California isn’t just this safe space for me to run to every time I feel broken - it’s also the most beautiful place in the whole fucking world. From sunrise to sunset, I spent every waking second there completely overwhelmed by how much I appreciate my life.
So I thought it was time to pick up my camera and document that.
“Shoot Portra!" My film-loving friends would cry.
“Capture those Californian blues! The pinks! The yellows!”
“If you’re going to LA you haaaaave to shoot some Portra 400”.
I get it. I understand. Those stereotypical California pastels seems like a dream to be able to photograph. A definite change from the muddy grey tones you find back here in London. But unfortunately that’s just not me.
I’m shooting in black & white until I die.
So I packed up 10 rolls of Ilford HP5 grabbed my Contax G1 (which would soon be joined by a Nikon FE2) and boarded that 11 hour flight to paradise.
My workflow is definitely different when I’m in LA. I shoot at a slower pace, meaning I focus much more on the composition and purpose behind each photograph. In London, I’m on rapid fire. I can easily shoot 10 rolls in one night because it’s a coping mechanism. The more I shoot the better I feel. It’s the best drug I’ve ever been addicted to. But for this trip, I wanted to slow it down. I wanted to put more care & more love into it. I wanted to shoot for myself, to immortalise my memories, and there’s no reason to rush that.
Usually, I’ll develop a roll as soon as I shoot it. I process all of my film by myself so it’s easy to shoot a roll and have the photos ready on the same day, but I didn’t have any equipment out there and I especially didn’t want to jeopardise a day of good surf by being locked away in one of those community darkrooms. So I waited. Some rolls kept for almost 3 months, and I just kept shooting. I ran 5 rolls through my Nikon FE2 before I even knew whether it worked or not.

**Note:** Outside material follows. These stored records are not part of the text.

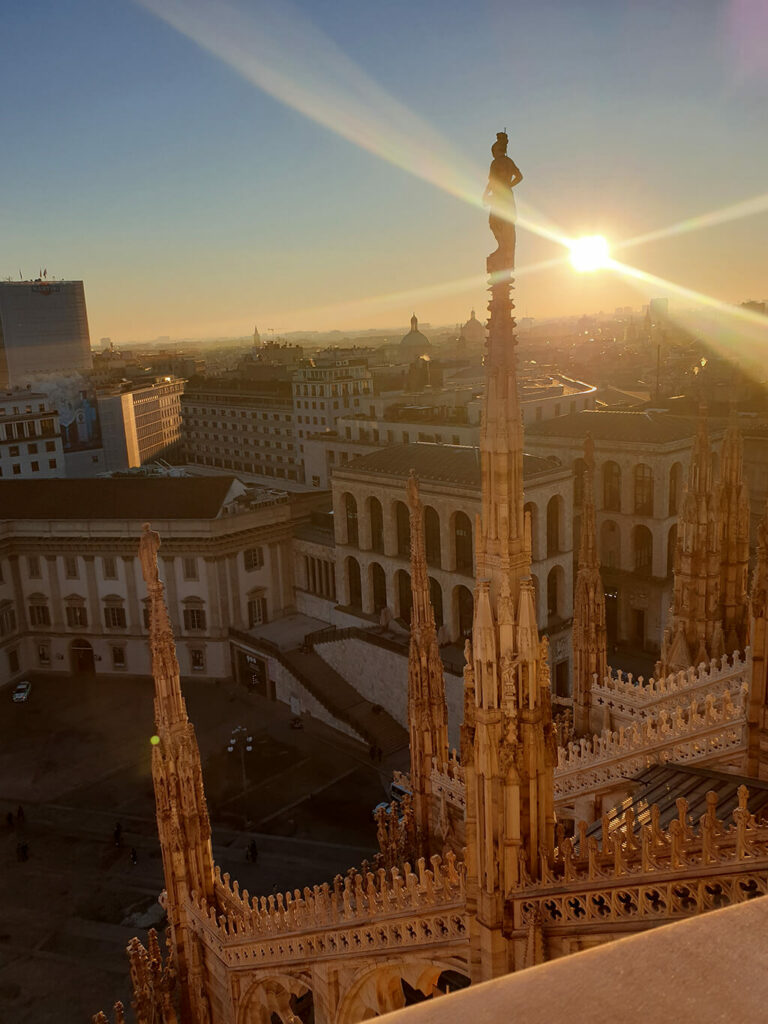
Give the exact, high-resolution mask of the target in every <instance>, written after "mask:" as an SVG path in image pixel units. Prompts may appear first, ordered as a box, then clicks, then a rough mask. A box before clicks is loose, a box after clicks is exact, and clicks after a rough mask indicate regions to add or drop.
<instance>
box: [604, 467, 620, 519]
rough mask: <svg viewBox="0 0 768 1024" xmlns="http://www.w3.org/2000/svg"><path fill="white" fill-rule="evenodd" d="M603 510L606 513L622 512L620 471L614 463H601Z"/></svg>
mask: <svg viewBox="0 0 768 1024" xmlns="http://www.w3.org/2000/svg"><path fill="white" fill-rule="evenodd" d="M603 508H604V509H605V511H606V512H621V511H622V470H621V469H620V468H618V464H617V463H615V462H605V463H603Z"/></svg>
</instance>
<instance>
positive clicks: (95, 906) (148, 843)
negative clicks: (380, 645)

I spent most of my time in Malibu, which was a nice change. I’m usually cooped up in the homestretch of Laurel Canyon (located in the beautiful Hollywood Hills) but I wasn’t complaining. I don’t think I’ll ever get tired of photographing the beach.
This is only the first part of my Endless Summer series. I’m back in California in just a few weeks, ready to shoot some more.
It’s only bigger and better from here.